2019
Eine Berufung für John
August 2019


Eine Berufung für John

Bild
older man in workshop

Illustration von John Kachik

Vor vielen Jahren fiel mir als neuer Bischof eine treue Schwester auf, die immer ohne ihren Mann John zu den Versammlungen der Kirche kam. Ich erfuhr, dass er während der Bauarbeiten für das Gemeindehaus Zweigpräsident gewesen war. Die Mitglieder halfen damals so wenig mit, dass er die meiste Arbeit selbst erledigen musste. Er fühlte sich ausgebrannt und wurde inaktiv.

Immer wenn jemand aus der Gemeinde ihn besuchte, steckte er sich eine Zigarette an und stellte seine Bierdose neben sich, als wollte er damit sagen: „Mich seht ihr bestimmt nicht mehr in der Kirche.“

Irgendwann erfuhr ich, dass John beruflich Haushaltsgeräte reparierte. Die älteren Mitglieder der Gemeinde riefen mich häufig an und baten mich darum, irgendetwas zu reparieren. Jetzt, da ich um Johns Fertigkeiten wusste, rief ich ihn regelmäßig an, um mir bei Reparaturen Rat einzuholen.

Das tat ich etwa ein Jahr lang. Damals musste bei uns noch ein Gemeindesekretär berufen werden. Nachdem ich gebeterfüllt darüber nachgedacht hatte, hatte ich den Eindruck, ich solle John dazu berufen.

Dies erklärte ich auch dem Pfahlpräsidenten, der jedoch erwiderte: „Wir können ihn im Moment nicht berufen. Er raucht und trinkt doch!“ Ich bat den Pfahlpräsidenten, ihn dennoch zu einem Berufungsgespräch einzuladen. John erschien auch zu dem Termin, lehnte die Berufung jedoch nachdrücklich ab mit der Begründung, er sei dafür nicht würdig.

So blieb alles vorerst beim Alten: John war weiterhin inaktiv und ich holte mir regelmäßig bei ihm Rat ein. Während dieser Zeit fragte ich ihn bewusst nicht, ob er nicht zur Kirche zurückkehren wolle. Ich bat den Pfahlpräsidenten, ihn erneut zu einem Gespräch einzuladen.
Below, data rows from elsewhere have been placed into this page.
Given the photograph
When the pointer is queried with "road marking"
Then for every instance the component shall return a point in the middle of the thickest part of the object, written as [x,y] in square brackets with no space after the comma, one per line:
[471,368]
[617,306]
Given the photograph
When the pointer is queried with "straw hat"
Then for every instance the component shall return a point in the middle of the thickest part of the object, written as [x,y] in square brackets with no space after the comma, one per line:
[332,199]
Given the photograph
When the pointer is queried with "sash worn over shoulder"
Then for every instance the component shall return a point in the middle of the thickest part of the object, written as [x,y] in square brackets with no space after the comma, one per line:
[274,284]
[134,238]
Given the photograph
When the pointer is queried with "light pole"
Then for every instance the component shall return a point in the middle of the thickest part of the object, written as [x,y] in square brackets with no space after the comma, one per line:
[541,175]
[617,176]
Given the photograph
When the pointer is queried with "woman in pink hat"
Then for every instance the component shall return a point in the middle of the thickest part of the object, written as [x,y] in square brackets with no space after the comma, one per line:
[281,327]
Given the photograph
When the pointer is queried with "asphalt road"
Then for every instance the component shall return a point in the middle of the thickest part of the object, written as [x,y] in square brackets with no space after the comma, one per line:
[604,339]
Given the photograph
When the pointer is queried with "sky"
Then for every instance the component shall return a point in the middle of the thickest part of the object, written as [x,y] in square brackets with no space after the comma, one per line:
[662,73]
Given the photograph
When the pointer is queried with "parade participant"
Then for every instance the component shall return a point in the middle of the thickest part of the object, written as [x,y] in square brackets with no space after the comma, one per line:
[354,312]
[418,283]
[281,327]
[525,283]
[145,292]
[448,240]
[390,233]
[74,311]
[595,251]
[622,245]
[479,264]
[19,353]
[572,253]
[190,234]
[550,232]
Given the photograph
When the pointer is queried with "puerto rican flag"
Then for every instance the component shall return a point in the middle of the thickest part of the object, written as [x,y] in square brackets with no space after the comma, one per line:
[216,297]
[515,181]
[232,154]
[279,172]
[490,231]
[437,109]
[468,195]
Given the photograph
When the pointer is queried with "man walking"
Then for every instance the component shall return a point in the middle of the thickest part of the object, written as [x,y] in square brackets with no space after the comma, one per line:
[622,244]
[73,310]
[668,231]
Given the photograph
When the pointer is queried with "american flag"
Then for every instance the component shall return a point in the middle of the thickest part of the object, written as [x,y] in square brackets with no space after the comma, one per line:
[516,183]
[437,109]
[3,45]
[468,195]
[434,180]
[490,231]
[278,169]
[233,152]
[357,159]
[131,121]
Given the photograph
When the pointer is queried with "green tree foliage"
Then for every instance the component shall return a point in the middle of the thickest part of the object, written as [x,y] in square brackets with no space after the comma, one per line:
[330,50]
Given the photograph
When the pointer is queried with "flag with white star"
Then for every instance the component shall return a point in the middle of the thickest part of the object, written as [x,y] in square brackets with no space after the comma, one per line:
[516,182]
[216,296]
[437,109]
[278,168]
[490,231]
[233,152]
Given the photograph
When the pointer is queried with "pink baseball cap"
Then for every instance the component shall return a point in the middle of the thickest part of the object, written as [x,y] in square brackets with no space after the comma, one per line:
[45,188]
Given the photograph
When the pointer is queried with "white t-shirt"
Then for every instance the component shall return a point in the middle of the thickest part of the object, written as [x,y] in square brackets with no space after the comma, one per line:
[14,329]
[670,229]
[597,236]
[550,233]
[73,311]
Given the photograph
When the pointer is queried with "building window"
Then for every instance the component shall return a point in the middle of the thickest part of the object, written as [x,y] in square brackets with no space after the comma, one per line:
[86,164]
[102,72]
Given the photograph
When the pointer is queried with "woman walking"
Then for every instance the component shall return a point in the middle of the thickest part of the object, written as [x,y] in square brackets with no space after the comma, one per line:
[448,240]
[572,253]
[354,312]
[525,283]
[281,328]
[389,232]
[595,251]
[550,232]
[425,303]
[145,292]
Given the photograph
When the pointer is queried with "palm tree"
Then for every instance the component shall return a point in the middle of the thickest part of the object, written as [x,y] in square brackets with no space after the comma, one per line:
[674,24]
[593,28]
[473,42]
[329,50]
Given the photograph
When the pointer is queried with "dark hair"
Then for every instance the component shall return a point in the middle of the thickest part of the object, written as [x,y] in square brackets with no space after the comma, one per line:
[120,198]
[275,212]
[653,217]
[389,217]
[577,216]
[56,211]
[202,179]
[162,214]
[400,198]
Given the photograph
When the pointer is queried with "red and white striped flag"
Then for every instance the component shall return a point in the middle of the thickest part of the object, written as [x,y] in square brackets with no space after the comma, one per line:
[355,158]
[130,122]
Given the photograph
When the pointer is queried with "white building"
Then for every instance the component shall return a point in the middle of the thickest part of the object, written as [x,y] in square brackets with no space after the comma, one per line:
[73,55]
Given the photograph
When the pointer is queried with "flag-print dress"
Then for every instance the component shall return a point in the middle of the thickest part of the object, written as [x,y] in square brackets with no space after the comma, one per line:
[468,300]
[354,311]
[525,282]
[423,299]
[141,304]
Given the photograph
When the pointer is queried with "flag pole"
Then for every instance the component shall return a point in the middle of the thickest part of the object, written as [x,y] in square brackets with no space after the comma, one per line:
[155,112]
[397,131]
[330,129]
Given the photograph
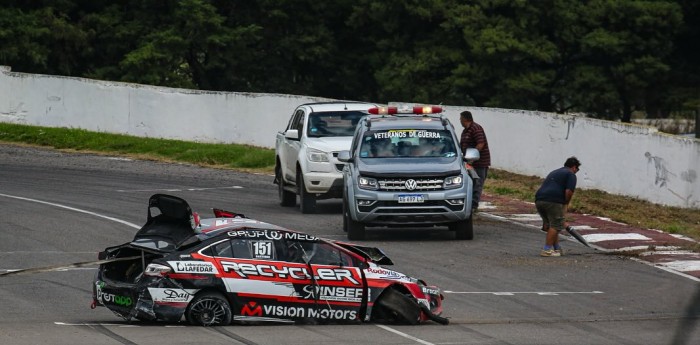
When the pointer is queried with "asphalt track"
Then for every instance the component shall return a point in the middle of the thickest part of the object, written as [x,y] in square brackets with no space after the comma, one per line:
[60,208]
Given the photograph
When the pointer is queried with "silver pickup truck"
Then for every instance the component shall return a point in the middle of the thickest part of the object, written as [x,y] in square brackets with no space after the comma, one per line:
[406,169]
[306,151]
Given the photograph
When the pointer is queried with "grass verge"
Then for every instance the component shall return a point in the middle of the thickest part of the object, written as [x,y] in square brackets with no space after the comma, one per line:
[627,210]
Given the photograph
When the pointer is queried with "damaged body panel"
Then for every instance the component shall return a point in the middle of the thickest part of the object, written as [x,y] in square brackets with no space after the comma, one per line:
[230,268]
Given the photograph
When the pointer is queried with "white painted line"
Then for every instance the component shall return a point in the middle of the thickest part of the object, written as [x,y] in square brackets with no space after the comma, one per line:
[73,209]
[176,189]
[485,205]
[532,217]
[511,293]
[583,227]
[85,324]
[668,270]
[667,252]
[611,221]
[420,341]
[682,265]
[615,237]
[56,270]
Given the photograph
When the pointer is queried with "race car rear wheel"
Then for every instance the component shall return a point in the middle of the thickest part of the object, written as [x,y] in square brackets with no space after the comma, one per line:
[398,307]
[307,201]
[287,198]
[464,230]
[209,309]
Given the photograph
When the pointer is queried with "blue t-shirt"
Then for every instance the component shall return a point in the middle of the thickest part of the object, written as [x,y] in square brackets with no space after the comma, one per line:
[554,187]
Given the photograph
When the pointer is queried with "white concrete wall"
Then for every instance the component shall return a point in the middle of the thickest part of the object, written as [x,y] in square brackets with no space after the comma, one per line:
[618,158]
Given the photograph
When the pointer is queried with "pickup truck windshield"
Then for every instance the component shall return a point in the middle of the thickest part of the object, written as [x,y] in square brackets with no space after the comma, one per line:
[334,123]
[407,143]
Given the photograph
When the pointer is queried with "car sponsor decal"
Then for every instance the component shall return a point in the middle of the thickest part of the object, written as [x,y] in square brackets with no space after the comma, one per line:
[262,249]
[172,295]
[282,272]
[297,293]
[376,272]
[199,267]
[254,309]
[430,291]
[272,235]
[104,297]
[332,293]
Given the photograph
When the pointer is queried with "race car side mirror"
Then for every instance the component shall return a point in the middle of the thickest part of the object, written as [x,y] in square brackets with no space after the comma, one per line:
[292,134]
[471,155]
[344,156]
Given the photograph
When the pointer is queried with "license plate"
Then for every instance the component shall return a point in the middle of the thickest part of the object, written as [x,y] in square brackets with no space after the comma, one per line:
[410,198]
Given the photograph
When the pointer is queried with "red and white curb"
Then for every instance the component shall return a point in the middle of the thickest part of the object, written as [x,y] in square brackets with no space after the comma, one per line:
[653,247]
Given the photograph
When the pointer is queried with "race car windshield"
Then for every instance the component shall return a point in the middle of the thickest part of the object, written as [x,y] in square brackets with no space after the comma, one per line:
[334,123]
[407,143]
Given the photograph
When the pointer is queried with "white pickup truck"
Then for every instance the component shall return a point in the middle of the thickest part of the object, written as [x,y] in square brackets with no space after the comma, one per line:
[306,151]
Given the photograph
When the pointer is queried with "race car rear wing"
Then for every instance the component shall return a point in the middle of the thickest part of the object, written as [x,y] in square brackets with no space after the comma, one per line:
[372,253]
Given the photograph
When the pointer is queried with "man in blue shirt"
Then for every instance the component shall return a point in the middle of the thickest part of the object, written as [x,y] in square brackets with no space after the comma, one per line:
[552,201]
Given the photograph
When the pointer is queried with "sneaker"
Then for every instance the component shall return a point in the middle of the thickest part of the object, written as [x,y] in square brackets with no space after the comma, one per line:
[550,252]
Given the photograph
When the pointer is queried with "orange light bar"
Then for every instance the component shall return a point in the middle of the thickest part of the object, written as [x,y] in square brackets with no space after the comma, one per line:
[383,110]
[428,109]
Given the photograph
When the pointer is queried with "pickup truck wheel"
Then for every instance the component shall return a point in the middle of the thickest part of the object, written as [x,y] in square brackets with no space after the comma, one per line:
[307,201]
[287,198]
[355,230]
[464,230]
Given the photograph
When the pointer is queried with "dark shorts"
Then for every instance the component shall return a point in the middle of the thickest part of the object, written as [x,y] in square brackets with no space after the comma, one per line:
[552,214]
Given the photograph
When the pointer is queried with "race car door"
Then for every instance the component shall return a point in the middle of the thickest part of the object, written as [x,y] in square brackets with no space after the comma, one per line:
[273,279]
[336,285]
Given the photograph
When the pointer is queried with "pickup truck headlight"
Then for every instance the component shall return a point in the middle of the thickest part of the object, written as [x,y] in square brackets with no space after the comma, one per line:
[316,155]
[368,183]
[453,182]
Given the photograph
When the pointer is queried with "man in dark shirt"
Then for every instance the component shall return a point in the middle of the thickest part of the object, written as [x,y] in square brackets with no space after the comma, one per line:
[473,136]
[552,201]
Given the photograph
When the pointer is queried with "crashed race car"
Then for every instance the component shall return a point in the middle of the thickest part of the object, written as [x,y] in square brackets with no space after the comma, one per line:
[231,268]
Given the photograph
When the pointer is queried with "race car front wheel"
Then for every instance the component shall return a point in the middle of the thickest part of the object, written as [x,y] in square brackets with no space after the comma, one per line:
[398,307]
[209,309]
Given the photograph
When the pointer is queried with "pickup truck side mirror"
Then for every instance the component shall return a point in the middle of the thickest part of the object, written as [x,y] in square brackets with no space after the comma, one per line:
[344,156]
[292,134]
[471,155]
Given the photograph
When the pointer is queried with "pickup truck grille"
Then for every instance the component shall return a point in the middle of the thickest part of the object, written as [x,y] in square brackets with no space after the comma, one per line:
[399,184]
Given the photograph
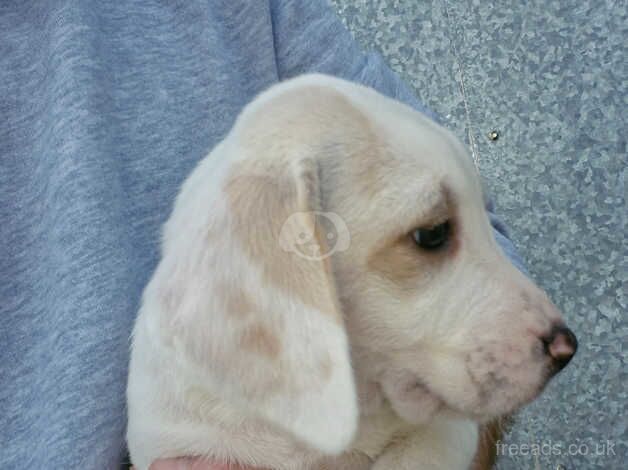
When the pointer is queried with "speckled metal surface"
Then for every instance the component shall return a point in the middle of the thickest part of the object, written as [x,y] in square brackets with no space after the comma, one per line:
[552,79]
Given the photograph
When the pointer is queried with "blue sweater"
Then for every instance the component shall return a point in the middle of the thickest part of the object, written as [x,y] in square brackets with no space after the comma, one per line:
[105,107]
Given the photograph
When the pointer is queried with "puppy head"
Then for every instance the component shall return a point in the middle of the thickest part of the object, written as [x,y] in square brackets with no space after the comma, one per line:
[331,212]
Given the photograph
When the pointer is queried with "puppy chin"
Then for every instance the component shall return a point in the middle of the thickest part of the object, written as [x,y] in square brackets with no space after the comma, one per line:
[410,398]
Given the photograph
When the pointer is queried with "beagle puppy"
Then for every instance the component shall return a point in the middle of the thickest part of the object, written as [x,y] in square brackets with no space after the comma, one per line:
[330,296]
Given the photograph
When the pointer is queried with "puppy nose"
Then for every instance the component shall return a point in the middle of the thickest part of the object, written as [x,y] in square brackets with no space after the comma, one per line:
[561,345]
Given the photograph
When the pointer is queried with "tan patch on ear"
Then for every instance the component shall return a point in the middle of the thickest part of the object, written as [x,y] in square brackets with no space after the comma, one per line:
[237,302]
[260,340]
[260,205]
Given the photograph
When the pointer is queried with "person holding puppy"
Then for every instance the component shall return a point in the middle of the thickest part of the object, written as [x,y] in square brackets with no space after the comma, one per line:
[107,107]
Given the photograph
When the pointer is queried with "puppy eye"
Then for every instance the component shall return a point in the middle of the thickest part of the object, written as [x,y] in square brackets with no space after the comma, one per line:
[432,238]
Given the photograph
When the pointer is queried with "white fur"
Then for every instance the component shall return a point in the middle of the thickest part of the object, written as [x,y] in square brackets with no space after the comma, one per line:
[396,376]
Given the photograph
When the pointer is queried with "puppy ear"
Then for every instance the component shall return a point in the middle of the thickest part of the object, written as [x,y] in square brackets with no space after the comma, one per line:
[255,319]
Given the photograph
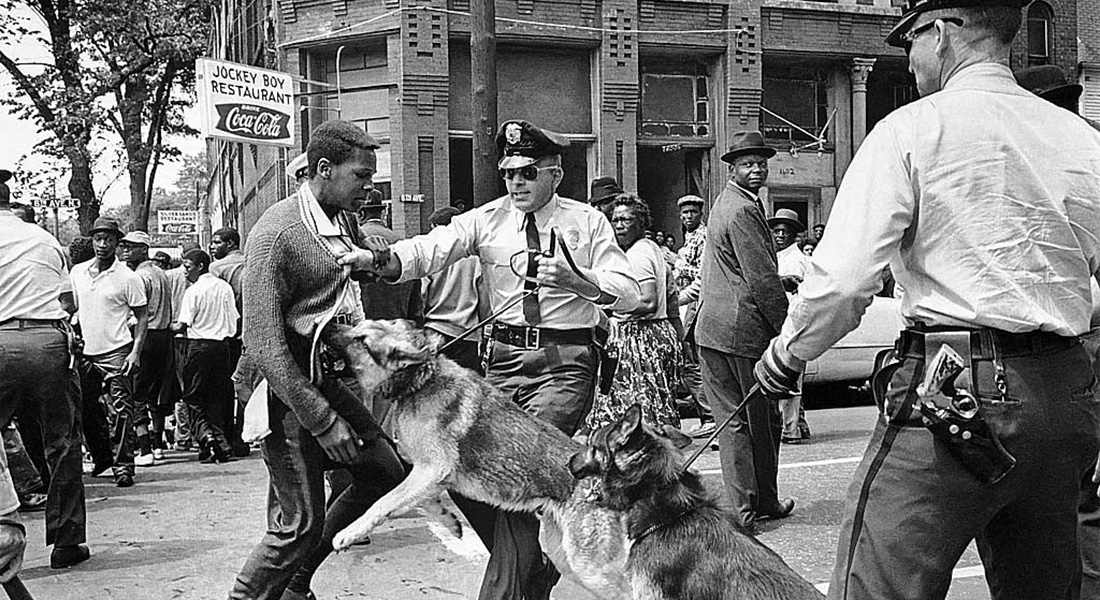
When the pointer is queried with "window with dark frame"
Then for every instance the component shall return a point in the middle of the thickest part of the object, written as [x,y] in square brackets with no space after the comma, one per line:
[1040,34]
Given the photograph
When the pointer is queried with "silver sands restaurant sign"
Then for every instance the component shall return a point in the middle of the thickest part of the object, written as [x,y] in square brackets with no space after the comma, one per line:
[244,104]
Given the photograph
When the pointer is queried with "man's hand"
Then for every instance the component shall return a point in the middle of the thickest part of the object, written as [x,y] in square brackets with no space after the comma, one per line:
[554,271]
[131,364]
[12,543]
[340,442]
[778,372]
[790,283]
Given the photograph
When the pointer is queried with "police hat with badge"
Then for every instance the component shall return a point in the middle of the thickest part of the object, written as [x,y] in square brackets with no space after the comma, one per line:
[521,144]
[916,8]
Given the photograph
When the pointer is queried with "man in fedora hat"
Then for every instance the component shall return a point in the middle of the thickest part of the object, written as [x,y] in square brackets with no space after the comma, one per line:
[107,294]
[1009,297]
[740,307]
[1048,83]
[688,272]
[792,268]
[542,350]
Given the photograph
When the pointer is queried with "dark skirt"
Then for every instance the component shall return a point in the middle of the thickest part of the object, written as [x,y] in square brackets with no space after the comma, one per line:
[648,367]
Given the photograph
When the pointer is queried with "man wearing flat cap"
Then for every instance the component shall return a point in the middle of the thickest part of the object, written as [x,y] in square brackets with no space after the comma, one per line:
[541,351]
[152,400]
[107,294]
[997,454]
[741,306]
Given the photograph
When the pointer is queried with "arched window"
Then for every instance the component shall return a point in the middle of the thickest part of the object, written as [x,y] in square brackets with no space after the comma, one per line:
[1040,34]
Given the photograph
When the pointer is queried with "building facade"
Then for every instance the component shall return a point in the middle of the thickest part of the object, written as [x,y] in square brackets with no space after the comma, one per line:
[648,91]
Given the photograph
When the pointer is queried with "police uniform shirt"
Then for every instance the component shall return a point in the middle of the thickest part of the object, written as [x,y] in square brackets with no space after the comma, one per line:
[32,271]
[495,232]
[209,309]
[106,302]
[985,200]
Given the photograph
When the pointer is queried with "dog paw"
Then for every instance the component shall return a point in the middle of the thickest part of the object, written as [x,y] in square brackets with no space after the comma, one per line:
[348,538]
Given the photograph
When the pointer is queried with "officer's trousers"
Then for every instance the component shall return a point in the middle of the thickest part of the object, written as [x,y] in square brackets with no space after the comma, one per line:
[912,508]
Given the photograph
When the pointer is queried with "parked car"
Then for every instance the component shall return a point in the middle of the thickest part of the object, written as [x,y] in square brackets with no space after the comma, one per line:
[851,360]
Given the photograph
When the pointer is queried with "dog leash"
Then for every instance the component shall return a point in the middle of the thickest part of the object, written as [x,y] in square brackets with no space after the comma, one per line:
[553,248]
[751,395]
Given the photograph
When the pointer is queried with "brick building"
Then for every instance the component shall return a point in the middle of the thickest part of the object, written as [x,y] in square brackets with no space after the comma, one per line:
[648,90]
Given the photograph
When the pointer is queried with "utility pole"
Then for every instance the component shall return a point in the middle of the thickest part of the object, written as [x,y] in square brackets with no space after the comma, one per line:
[483,87]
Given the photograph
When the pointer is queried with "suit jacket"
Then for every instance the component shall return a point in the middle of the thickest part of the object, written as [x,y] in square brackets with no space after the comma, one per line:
[741,304]
[384,301]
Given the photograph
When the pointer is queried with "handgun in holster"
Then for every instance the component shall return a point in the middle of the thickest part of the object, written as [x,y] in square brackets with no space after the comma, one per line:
[953,414]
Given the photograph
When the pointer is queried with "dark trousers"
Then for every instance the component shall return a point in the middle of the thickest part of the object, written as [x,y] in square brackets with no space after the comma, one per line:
[207,389]
[554,384]
[151,381]
[299,531]
[105,371]
[912,508]
[748,448]
[34,370]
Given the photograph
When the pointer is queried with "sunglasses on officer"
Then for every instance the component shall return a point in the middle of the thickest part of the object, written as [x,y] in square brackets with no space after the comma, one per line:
[909,36]
[530,172]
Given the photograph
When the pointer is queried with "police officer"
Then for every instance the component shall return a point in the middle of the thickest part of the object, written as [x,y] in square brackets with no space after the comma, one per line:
[1011,297]
[541,351]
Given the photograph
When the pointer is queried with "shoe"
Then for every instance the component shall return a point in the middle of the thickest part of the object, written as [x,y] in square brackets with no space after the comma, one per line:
[33,503]
[292,595]
[784,509]
[703,429]
[64,557]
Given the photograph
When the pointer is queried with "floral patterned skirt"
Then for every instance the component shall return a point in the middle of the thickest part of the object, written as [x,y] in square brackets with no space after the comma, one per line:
[649,366]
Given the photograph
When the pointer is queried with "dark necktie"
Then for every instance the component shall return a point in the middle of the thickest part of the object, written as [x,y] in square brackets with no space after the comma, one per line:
[531,313]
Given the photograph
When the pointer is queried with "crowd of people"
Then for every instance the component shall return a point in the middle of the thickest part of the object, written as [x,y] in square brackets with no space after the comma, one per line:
[593,312]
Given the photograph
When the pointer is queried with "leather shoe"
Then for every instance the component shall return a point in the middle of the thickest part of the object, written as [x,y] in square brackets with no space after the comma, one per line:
[784,509]
[64,557]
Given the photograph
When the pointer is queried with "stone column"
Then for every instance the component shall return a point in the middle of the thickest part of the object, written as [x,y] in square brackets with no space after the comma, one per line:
[860,71]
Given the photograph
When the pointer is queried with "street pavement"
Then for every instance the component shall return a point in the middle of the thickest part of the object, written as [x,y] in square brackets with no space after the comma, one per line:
[184,531]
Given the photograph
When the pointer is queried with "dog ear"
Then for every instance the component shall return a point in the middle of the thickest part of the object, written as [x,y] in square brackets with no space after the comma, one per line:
[625,427]
[678,438]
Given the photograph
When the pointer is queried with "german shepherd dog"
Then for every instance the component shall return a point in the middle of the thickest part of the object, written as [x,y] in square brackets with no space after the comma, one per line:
[681,544]
[461,433]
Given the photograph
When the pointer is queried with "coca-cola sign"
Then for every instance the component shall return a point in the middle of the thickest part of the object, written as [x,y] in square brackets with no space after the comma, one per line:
[244,104]
[253,122]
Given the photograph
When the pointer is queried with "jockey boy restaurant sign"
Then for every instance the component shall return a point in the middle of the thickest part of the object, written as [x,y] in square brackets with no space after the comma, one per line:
[244,104]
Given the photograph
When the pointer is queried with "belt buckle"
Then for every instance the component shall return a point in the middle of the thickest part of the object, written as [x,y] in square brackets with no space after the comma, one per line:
[531,338]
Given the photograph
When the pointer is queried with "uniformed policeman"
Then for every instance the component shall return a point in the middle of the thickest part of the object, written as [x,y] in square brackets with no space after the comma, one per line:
[991,222]
[541,350]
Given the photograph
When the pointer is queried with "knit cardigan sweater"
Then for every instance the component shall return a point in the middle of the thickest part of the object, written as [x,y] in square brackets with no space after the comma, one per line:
[290,282]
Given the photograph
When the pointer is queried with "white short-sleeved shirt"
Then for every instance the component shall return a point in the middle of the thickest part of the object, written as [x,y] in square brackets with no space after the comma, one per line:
[106,303]
[32,271]
[209,309]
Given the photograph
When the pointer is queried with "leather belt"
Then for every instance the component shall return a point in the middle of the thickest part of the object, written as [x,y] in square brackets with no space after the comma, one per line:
[343,319]
[990,344]
[28,324]
[532,338]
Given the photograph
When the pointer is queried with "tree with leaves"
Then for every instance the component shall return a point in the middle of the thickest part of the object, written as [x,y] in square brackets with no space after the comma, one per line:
[118,65]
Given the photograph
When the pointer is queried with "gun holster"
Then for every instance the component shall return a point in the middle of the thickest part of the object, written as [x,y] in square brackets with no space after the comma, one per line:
[953,413]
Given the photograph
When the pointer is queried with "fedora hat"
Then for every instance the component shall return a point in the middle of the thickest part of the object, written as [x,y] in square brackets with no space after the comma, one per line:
[1049,83]
[604,189]
[915,8]
[789,217]
[747,142]
[108,225]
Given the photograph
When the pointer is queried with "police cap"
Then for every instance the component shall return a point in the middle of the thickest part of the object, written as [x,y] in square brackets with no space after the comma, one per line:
[521,143]
[915,8]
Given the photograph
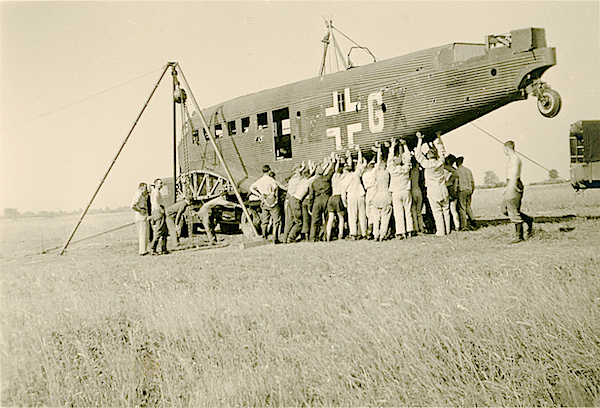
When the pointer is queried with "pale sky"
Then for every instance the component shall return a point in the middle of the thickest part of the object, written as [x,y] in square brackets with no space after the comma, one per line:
[54,54]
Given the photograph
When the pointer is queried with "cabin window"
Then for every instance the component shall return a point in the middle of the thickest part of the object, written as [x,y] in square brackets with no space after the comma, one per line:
[231,128]
[245,125]
[218,130]
[261,121]
[283,134]
[341,102]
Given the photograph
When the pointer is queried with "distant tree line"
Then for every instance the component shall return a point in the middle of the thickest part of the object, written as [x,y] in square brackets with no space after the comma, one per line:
[491,180]
[14,213]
Wieder lehnte John die Berufung ab, fügte diesmal jedoch hinzu: „Ich melde mich, sobald ich bereit bin.“

Ich holte mir auch weiterhin Rat bei ihm ein und freundete mich so gut ich konnte mit ihm an.

Eines Tages erhielt ich einen Anruf: „Spreche ich mit dem alten Bischof?“ Von da an sprach er mich mit diesem Titel an. „Hier ist John. Ich bin bereit.“ Er nahm die Berufung an und wurde unser Gemeindesekretär.

Im Laufe der Jahre hatte John etliche Berufungen inne. Zusammen mit seiner Frau erfüllte er eine Mission und derzeit dienen sie im Tempel. Zu meinem 50. Hochzeitstag schrieb mir John: „Vielen Dank, Bischof! Sie haben mir das Leben gerettet.“

Ich kann gar nicht in Worte fassen, wie sehr ich mich darüber freue, dass meine Geduld und meine Bitte um Hilfe dazu beigetragen haben, dass John zur Kirche zurückgekehrt ist.